Walking along Curvystrasse, a side street in the fast gentrifying district of Kreuzberg, you could easily miss Papiertiger. Thick vines almost completely cover the archive’s front and there’s little signage, save for a painted yellow 2-by-4 sign hidden in the brush. A passerby might feel intimated by the mysterious and somewhat distinguished facade, with its windows hinting at wooden interiors and people poring over stacks of tomes inside. I’ve heard tell of a historical zine collection inside, with some pickings dating back to before the Berlin Wall. Otherwise though, I might have walked right on by, unsure of what the space could hold.
The answer, it turns out, is tons of paper. Over its 26-year history documenting social movements in Germany and beyond, Papiertiger has crammed its interiors with 2,300 binders of pamphlets, newspaper clippings and leaflets.

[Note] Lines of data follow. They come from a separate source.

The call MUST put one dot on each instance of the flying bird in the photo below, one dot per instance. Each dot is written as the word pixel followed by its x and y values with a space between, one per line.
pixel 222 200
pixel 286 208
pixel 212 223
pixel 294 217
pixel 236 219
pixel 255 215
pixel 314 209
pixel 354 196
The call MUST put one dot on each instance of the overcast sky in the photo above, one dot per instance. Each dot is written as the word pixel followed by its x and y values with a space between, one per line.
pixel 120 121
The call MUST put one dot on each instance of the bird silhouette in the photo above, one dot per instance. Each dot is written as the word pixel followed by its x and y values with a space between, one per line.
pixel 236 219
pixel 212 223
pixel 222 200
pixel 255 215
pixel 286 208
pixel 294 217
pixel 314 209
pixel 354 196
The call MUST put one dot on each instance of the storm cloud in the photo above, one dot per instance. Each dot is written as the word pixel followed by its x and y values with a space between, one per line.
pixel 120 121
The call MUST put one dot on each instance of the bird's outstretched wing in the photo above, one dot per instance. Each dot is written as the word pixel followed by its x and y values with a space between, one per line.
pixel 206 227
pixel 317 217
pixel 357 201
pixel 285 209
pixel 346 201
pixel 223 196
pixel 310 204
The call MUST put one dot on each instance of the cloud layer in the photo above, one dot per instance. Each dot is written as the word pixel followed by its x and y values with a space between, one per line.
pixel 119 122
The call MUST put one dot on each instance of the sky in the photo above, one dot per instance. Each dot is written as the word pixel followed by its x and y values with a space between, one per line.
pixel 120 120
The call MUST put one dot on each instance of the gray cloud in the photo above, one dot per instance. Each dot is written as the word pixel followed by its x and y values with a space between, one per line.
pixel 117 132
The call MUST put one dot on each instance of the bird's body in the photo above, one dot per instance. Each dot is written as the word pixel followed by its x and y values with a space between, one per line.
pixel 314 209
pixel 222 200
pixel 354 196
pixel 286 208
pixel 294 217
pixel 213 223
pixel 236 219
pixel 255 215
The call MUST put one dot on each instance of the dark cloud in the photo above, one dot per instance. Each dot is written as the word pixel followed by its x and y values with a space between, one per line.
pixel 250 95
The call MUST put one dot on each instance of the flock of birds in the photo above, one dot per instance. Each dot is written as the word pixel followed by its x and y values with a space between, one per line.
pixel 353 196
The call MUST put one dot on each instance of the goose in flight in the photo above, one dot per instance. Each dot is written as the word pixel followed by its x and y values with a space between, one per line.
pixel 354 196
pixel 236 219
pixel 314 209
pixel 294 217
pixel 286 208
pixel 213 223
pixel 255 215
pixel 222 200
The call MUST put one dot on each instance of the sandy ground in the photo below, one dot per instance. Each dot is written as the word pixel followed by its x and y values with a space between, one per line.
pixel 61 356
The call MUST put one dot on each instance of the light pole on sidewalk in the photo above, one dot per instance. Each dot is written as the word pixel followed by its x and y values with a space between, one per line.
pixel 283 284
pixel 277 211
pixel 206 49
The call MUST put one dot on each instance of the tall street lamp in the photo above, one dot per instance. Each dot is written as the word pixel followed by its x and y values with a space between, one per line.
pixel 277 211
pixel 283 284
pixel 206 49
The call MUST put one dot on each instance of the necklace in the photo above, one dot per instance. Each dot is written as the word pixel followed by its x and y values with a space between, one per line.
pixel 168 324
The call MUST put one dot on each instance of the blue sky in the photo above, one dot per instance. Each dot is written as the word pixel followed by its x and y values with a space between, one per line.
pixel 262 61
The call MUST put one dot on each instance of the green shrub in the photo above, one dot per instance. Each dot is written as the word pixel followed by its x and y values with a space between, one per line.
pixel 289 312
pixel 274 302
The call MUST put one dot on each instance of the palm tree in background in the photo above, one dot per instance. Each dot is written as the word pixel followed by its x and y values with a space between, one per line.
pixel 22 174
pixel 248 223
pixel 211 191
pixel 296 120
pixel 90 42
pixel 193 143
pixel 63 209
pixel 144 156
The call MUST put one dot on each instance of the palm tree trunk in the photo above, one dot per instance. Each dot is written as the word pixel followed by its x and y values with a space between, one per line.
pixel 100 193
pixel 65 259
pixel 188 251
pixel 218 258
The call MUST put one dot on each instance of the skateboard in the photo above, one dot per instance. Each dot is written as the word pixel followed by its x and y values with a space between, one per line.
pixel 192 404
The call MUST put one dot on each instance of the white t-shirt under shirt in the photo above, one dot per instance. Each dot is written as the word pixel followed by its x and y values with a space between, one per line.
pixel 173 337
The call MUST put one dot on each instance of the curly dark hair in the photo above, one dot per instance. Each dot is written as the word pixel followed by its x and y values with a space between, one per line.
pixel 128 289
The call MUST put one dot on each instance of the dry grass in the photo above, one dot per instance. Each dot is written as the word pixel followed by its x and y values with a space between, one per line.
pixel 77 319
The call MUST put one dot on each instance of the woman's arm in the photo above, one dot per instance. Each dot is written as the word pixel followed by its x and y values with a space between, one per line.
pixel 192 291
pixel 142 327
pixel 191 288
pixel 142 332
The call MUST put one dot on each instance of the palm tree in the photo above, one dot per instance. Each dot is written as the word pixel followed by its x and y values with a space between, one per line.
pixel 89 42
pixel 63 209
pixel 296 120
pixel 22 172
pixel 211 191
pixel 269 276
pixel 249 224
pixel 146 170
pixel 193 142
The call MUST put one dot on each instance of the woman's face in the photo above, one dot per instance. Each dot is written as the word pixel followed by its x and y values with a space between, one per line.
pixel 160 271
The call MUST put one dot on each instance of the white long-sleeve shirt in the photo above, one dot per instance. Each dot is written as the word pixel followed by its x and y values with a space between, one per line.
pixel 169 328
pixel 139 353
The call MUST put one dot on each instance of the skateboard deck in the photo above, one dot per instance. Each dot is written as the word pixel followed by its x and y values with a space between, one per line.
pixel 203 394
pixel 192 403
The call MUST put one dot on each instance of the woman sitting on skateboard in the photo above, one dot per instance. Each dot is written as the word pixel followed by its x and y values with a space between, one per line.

There are 9,000 books, 3,500 German newspapers dating back to the 1960s and a poster archive numbering in the thousands. Everything is organized by topic, such as the peace or women’s movement, and also by country or region. All this is maintained by two volunteers who, understandably, fall behind in meticulously organizing all this ephemera. Boxes exploding with paper sit in front of the ceiling-high shelves, waiting patiently to be filed.
Upon first entering, there’s the front reading room, which looks not unlike the special collections room of a library. From there two doorways branch off into more doorways of more rooms with more shelves stacked with more binders and more books. There is no cataloging system per se, but one volunteer has two decades of worth of cataloging experience and all these shelves are organized somewhere in his head. When I ask after the historical zines, he gestures first to the turning metal racks by the front door that hold more contemporary zines. Then, he disappears down one of the hallways and returns with a file folder stuffed to the gills. Here she be: the mother lode. Political zines dating back to ‘60s and ‘70s all photocopied into black-and-white perfection, with images of waving flags, decaying skeletons and angry crowds remaking the social order. My German is shoddy at best, but phrases like “Wehrt euch!” leap from the page telling me these zines deal with resisting oppression of all kinds. My favourite, possibly because I can understand it, is titled “”Wie macht man ein Strassenfest?” (“How to hold a block party?”). The library no longer lends out these historical artifacts any more, but visitors to Berlin who are in the know can stop in and take a peek.